Seria tentador dizer que tudo começou com a viagem do primeiro-ministro libanês à Arábia Saudita e o subsequente anúncio da sua demissão (entretanto, talvez em homenagem a Paulo Portas, devidamente revogada), mas no Médio Oriente nada começou há tão pouco tempo. A mais pequena questiúncula, a mais simples disputa, ou o mais ligeiro rancor têm séculos e séculos de vida, e nenhum é assim tão pequeno, simples ou ligeiro. Mas independentemente de qual o seu começo, a verdade é que algo se passa no que em tempos talvez mais iluminados se chamava “o Levante”.

Durante séculos, toda a gente andou por Beirute, e agora parece que toda a gente vive por lá. Gregos, romanos, fenícios, sírios, otomanos e franceses estiveram lá no passado, arménios, xiitas, sunitas, drusos, judeus, cristãos, ortodoxos e refugiados vindos da Palestina ou da Síria fazem parte do Líbano de hoje, com mini-saias e hijabs lado a lado ao descer as ruas, pernas nuas e cabelos cobertos por vezes num só corpo.

Durante quase duas décadas no final do século passado, a guerra civil dividiu todos os que não matou. Mas no fim, diz o libanês Nassim Nicholas Taleb, ajudou a construir um país mais estável, ao resultar num estado descentralizado que facilita a partilha do poder entre os vários grupos étnicos, religiosos e políticos que o compõem: o presidente é invariavelmente cristão, o primeiro-ministro sunita, o Presidente do Parlamento um xiita, e os seus adjuntos ortodoxos.

Em algumas regiões – sul de Beirute, sul do país – o Hezbollah é a autoridade efectiva e aquilo a que mais se assemelha a um Estado. E apesar de tudo o que de mau um sistema destes implica (corrupção, violência, terrorismo), quando comparado com muitos dos seus vizinhos, o Líbano parece um pequeno paraíso. Em grande medida, o problema do Líbano está mesmo nos vizinhos.

Quando o ex-cozinheiro Anthony Bourdain fez um episódio do seu programa Parts Unknown em Beirute, um nativo disse-lhe: “só temos um bom vizinho que nunca se zanga connosco: o mar”. Os restantes trazem sempre chatices, e ao que parece, estão prestes a fazê-lo de novo.

Foi a Arábia Saudita a forçar o primeiro-ministro Hariri a demitir-se, mantendo-o posteriormente sequestrado em Riade, com o objectivo de romper com a política relativamente amigável que Hariri (sunita como os sauditas) mantinha com o Irão xiita e rival regional dos sauditas.
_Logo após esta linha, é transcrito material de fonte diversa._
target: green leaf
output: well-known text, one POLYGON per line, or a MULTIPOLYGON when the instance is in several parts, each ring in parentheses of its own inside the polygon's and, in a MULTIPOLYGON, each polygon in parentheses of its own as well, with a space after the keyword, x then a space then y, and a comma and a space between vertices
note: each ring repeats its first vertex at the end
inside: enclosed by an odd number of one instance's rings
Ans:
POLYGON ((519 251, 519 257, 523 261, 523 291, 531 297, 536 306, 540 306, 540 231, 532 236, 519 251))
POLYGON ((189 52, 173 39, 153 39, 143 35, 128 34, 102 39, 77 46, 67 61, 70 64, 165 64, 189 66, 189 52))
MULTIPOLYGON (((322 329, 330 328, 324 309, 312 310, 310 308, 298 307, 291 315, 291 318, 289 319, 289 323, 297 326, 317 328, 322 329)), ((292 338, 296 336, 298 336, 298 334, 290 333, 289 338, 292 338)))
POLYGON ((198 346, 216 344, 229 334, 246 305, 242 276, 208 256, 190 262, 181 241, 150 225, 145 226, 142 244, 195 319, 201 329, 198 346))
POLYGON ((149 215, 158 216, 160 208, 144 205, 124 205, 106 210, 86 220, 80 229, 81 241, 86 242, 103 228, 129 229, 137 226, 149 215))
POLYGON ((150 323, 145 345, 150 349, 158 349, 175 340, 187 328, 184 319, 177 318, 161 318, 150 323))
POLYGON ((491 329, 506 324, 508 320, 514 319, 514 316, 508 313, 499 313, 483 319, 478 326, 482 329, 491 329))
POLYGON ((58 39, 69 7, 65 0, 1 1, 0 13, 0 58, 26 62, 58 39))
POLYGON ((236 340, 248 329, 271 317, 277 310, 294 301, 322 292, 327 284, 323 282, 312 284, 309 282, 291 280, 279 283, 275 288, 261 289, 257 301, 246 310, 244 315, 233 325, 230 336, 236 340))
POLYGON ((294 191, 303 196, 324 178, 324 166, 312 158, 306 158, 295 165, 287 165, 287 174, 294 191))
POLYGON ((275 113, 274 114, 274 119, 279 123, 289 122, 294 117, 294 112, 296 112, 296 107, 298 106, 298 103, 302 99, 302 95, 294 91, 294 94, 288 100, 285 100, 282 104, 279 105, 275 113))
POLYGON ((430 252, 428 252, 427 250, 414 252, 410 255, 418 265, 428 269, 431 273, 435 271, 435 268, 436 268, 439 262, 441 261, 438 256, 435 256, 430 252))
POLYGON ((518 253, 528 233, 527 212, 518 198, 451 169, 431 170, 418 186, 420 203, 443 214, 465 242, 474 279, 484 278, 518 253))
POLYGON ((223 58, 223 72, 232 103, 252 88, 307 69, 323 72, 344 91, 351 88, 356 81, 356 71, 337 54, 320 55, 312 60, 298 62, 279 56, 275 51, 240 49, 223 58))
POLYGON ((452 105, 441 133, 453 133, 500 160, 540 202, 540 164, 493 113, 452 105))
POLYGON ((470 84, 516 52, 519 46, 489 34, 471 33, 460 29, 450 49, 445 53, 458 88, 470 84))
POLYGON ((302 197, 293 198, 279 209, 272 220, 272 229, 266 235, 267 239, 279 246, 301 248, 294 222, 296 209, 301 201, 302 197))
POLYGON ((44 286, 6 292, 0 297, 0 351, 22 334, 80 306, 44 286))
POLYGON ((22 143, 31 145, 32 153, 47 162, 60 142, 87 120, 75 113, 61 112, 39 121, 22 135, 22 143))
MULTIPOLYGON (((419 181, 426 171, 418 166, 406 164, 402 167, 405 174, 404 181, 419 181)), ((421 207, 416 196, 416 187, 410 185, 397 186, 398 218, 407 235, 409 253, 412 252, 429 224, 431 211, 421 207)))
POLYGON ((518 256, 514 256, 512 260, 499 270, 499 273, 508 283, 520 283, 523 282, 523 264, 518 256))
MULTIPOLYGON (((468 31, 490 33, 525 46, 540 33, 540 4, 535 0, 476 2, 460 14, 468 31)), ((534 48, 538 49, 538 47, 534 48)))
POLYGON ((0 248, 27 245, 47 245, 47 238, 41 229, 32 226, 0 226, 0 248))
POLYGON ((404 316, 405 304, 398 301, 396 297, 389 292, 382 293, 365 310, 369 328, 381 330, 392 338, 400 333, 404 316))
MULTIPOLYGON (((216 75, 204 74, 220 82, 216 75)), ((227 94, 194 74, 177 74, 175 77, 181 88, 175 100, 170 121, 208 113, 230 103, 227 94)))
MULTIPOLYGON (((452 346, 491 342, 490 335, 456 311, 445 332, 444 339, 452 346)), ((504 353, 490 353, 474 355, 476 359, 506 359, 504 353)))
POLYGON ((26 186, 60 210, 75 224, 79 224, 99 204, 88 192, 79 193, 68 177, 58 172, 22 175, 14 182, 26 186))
O Irão está prestes a atingir o seu velho objectivo de estabelecer um corredor até ao Mediterrâneo, que lhe permitiria, sem obstáculos, transportar armamento para os seus protegidos do Hezbollah, que parecem estar também envolvidos no treino dos rebeldes Houtis do Iémen com quem os sauditas estão em guerra, motivando assim os receios destes últimos.

É compreensível que o novo homem-forte da política saudita, o príncipe Mohammed bin Salman, veja a presença do Irão no resto da região e no Líbano em particular como uma ameaça, e a falta de vontade de Hariri em confrontar o Hezbollah como um perigo. Tal como é compreensível que, do ponto de vista do Irão, ter no Líbano um primeiro-ministro (recorde-se, forçosamente sunita) mais obediente aos desejos sauditas ponha em causa os interesses e a segurança do país; ou que para o Hezbollah um governo libanês hostil ameace a sua sobrevivência; ou que do ponto de vista de Israel um Hezbollah mais e melhor armado seja o suficiente para tirar o sono dos seus cidadãos e pôr a hipótese de atacar antes que seja tarde demais.

Mas a verdade é que qualquer alteração no periclitante equilíbrio político interno libanês que vise acalmar qualquer um destes receios pode ser suficiente para espoletar uma guerra civil, senão mesmo uma guerra em todo o Médio Oriente.

No tal episódio do seu programa, Bourdain chamou ao Libano “um mundo em miniatura”: “Não há qualquer outro lugar sequer remotamente parecido”, que tenha ao mesmo tempo “tudo o que há de extraordinário, e todos os males do mundo”, uma espécie panela de pressão onde se junta e mistura tudo o que há no Médio Oriente. No que diz respeito à comida, o resultado é talvez o que de melhor a região tem para oferecer. Mas quando se trata de política, o cozinhado é bem mais desagradável.